CPython's memory management relies on reference counting: every object tracks how many references point to it, and is freed when that count hits zero. Incrementing/decrementing a refcount from multiple threads simultaneously, without synchronization, is a data race that could corrupt an object's refcount (leading to premature frees or memory leaks). The GIL solves this crudely but effectively: only one thread runs Python bytecode at a time, so refcount updates are never actually concurrent.

import threading

counter = 0

def increment():
    global counter
    for _ in range(1_000_000):
        counter += 1

threads = [threading.Thread(target=increment) for _ in range(4)]
[t.start() for t in threads]
[t.join() for t in threads]
print(counter)   # 4,000,000 -- correct, thanks to the GIL serializing bytecode execution

Without the GIL (or equivalent fine-grained locking), this kind of shared counter update from multiple threads would risk lost updates.
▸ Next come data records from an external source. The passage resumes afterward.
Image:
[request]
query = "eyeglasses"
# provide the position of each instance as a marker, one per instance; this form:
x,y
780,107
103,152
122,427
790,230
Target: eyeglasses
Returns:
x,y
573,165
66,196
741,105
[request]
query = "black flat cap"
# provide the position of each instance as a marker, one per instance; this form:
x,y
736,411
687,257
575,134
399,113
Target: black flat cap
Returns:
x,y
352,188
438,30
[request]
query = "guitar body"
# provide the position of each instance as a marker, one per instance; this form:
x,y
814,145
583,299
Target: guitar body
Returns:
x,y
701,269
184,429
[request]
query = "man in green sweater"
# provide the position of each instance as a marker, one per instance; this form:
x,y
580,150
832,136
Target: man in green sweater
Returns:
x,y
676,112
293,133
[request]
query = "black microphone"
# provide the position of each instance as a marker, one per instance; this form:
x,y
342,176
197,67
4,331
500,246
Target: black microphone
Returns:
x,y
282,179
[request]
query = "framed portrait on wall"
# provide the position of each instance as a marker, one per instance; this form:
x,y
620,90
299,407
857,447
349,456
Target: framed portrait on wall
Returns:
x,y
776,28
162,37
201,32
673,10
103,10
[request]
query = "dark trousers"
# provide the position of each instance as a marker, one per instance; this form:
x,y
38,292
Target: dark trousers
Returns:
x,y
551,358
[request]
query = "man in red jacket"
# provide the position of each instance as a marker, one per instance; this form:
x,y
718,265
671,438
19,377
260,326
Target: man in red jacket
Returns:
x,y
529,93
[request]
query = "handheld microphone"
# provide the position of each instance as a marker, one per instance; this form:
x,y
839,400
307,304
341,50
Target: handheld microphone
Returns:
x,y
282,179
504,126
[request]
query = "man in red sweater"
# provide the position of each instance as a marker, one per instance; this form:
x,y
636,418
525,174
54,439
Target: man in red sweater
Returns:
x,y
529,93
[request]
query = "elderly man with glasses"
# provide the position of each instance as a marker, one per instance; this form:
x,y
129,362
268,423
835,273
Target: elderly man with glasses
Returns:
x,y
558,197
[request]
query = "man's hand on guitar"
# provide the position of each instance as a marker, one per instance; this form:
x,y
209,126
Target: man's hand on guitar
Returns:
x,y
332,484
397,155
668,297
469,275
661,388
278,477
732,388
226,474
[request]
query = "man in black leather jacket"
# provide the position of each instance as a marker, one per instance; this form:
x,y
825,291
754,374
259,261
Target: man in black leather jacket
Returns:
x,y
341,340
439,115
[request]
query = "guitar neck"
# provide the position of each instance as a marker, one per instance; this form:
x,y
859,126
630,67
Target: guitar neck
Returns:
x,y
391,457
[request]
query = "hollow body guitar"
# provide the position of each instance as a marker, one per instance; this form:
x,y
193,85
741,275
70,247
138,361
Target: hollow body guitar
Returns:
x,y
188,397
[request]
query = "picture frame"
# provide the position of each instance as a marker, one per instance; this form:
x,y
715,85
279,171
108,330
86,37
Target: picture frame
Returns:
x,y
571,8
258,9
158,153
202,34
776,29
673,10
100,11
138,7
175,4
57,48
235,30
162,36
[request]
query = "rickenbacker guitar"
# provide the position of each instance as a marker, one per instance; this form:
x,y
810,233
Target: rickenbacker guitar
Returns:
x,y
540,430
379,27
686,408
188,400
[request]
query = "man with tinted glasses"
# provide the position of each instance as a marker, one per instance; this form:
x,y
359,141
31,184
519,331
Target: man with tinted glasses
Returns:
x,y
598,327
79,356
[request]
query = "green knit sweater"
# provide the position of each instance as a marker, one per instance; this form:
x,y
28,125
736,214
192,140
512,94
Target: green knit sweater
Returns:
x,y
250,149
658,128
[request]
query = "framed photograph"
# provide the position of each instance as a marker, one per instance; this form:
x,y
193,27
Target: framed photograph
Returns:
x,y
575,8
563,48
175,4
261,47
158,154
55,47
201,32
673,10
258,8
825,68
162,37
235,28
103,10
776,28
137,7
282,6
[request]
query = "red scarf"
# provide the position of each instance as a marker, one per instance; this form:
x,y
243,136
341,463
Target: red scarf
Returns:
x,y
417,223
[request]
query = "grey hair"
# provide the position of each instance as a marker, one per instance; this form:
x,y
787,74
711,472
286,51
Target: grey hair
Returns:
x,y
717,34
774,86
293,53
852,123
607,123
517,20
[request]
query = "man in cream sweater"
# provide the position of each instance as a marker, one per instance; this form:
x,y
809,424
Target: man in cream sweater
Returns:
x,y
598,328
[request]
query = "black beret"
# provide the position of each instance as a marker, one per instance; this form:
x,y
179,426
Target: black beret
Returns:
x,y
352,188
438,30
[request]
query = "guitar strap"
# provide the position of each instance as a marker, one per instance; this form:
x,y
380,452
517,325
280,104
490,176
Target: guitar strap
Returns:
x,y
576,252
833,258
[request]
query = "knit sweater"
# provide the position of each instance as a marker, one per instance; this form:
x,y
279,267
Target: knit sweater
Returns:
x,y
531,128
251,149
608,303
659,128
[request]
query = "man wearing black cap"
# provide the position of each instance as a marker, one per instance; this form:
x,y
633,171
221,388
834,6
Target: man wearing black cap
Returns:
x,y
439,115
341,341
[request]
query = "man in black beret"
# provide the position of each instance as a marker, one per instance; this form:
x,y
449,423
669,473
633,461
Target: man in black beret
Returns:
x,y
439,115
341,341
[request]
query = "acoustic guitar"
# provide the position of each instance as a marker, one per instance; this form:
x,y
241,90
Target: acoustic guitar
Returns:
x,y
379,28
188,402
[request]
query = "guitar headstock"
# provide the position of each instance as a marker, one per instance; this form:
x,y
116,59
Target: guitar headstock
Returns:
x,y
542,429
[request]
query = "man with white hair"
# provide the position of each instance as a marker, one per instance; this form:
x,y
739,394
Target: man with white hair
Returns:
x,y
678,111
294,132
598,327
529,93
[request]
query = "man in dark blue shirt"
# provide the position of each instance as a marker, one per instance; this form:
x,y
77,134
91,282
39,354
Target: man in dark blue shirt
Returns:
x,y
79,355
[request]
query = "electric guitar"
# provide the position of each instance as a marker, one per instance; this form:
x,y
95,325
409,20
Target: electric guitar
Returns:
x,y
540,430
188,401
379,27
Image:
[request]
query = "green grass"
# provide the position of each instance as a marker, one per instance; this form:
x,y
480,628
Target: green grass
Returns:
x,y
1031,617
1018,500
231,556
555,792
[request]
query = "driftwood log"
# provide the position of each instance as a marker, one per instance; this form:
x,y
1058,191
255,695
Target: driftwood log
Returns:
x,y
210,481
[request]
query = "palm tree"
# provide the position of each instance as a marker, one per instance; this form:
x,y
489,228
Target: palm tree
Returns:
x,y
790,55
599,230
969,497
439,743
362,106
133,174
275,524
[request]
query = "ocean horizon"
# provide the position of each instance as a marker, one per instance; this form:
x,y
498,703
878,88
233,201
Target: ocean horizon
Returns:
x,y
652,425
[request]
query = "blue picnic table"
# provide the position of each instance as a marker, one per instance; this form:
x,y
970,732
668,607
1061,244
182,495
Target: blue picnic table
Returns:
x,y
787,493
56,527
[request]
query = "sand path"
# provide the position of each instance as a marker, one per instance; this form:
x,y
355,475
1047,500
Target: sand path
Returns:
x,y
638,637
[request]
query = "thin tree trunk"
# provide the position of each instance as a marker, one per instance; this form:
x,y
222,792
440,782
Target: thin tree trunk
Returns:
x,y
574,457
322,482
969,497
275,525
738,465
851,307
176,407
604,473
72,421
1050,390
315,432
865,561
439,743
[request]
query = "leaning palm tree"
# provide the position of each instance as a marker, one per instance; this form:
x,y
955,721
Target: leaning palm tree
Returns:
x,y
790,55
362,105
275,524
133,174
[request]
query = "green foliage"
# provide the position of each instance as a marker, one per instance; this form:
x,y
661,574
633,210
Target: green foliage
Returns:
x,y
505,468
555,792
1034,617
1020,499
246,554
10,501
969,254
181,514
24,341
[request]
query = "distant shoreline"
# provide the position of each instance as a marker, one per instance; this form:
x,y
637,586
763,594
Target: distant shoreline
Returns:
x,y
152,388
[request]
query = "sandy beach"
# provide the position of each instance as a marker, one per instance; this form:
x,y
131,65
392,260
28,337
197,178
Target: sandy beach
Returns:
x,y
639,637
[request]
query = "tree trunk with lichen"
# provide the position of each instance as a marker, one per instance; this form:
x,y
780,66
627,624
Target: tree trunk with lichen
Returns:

Why "more threads" doesn't mean "more CPU throughput"

def cpu_bound(n):
    return sum(i * i for i in range(n))

# Running cpu_bound() on 4 threads doesn't run 4x faster --
# only one thread executes Python bytecode at any instant, GIL or not.

For CPU-bound pure-Python work, threads provide concurrency (multiple things making progress, interleaved) but not parallelism (multiple things running simultaneously on separate cores) — the GIL serializes bytecode execution regardless of how many OS threads and CPU cores exist.

Why threading still helps for I/O-bound work

import time

def slow_io():
    time.sleep(1)   # releases the GIL while "blocked"

Blocking operations that call into C (file/network I/O, time.sleep, many library calls) release the GIL while waiting, letting other Python threads run bytecode in the meantime. This is why threading/concurrent.futures.ThreadPoolExecutor genuinely speed up I/O-bound workloads (e.g., many concurrent HTTP requests) even though the GIL exists — the bottleneck (waiting on the network) isn't CPU work at all.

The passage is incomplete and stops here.